Re: [ADSM-L] Tape corruption

Hi Eric -
Was it a "real" write error like:  
        ANR8302E I/O error on drive DRIVE1 (mt0.0.0.5) with -blah- blah - 
ASC=FF, ASCQ= FF,  -glub -

Or an "unexpected" error like an ANR9999D?

TSM "believes" that VTL drive is a real tape drive.
And like you, I would expect a legitimate error to result in TSM killing the 
process, but backing out the write transaction (which in the case of a 
migration would leave the source block undamaged).  I've never seen TSM fail to 
do that properly with "real" tape drives.

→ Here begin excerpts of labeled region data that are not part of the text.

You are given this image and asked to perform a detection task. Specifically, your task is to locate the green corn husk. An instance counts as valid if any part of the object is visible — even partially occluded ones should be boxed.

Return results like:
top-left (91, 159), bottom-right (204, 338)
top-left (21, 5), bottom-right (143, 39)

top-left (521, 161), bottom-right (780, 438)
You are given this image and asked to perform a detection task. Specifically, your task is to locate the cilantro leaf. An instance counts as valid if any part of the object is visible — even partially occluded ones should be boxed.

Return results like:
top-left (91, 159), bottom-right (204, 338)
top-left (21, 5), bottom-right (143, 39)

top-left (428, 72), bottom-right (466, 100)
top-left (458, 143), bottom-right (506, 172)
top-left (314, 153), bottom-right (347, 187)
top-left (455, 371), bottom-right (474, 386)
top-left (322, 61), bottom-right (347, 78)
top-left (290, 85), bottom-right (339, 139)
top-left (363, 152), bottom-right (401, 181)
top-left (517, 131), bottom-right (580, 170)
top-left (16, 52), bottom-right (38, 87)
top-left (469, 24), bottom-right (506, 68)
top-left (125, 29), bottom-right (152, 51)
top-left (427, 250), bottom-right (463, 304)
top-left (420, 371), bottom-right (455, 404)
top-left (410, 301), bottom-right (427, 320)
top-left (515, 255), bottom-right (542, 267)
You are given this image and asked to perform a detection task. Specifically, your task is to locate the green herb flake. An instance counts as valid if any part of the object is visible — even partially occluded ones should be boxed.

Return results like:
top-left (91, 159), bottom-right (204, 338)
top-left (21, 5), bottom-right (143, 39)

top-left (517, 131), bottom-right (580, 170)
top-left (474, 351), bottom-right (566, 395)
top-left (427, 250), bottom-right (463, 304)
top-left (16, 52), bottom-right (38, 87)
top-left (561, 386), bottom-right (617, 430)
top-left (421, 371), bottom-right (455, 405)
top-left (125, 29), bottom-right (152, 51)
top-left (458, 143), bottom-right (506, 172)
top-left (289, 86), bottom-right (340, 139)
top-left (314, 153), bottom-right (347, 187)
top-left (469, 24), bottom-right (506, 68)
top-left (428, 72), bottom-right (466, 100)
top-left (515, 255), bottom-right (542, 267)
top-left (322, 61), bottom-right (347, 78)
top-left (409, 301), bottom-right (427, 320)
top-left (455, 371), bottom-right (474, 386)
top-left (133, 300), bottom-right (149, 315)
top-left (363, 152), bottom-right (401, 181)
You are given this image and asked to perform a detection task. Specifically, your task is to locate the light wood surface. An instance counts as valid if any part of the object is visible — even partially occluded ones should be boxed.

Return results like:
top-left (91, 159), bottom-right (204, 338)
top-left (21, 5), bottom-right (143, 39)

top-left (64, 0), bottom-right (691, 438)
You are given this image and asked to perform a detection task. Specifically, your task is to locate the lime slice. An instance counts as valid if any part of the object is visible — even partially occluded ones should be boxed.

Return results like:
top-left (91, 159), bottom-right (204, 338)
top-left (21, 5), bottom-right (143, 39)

So this is just speculation on my part, but my suspicion would be that the DD 
is not returning a true tape error write code back to the TSM server (possibly 
due to a problem with the DD emulation, or with the fibre or the tape driver or 
the HBA driver, etc ??)  

If it were me I'd open a PMR with the exact error codes you see on those write 
errors and get a response from support as to why.

Until you get a resolution you could also turn on CRC checking for the DD 
storage pool, and run AUDITs against the new volumes every day to detect errors 
that occur due to issues beyond TSM's "view" of the data.  It won't solve the 
problem, but will at least tell you if you have bad volumes, hopefully before 
the original data is gone and you can rerun the backup.
 
And please post your results back - inquiring minds are curious about this one!

Wanda


 

-----Original Message-----
From: ADSM: Dist Stor Manager [mailto:ADSM-L AT VM.MARIST DOT EDU] On Behalf Of 
Loon, EJ van (SPLXM) - KLM
Sent: Wednesday, July 09, 2014 8:01 AM
To: ADSM-L AT VM.MARIST DOT EDU
Subject: [ADSM-L] Tape corruption

Hi TSM-ers!
We are using two kind of virtual tape solutions. The old solution is based on 
the DL4100 from EMC, the new solution is based on the DataDomain form EMC.
Because we are using them as a virtual tape server one is also bound to the 
shortcomings of the tape protocol. If there is some kind of hick-up or 
congestion during the data transfer, there is no retry, the I/O just fails. I 
have seen multiple cases where migrations were temporarily saturating the fiber 
adapters of the Data Domain server or one of the switches in between and this 
caused an write I/O error. This resulted in a corrupted virtual tape which I 
think this is strange. If TSM is moving data from the diskpool to a tapepool 
and this I/O fails and results in an I/O error, why does it delete that data 
from the diskpool? The data block move should be rolled back is such a case, 
right?
In the case where we are using the DL4100 we are using a primary and a 
copypool. Most of the times the data which is lost was backed up earlier by the 
backup stgpool of the diskpool and thus can be restored from the copypool, but 
in the DataDomain situation we use the DD replication and then the data on the 
corrupted tapes is gone forever!
Thanks for any clarification in advance!
Kind regards,
Eric van Loon
AF/KLM Storage Engineering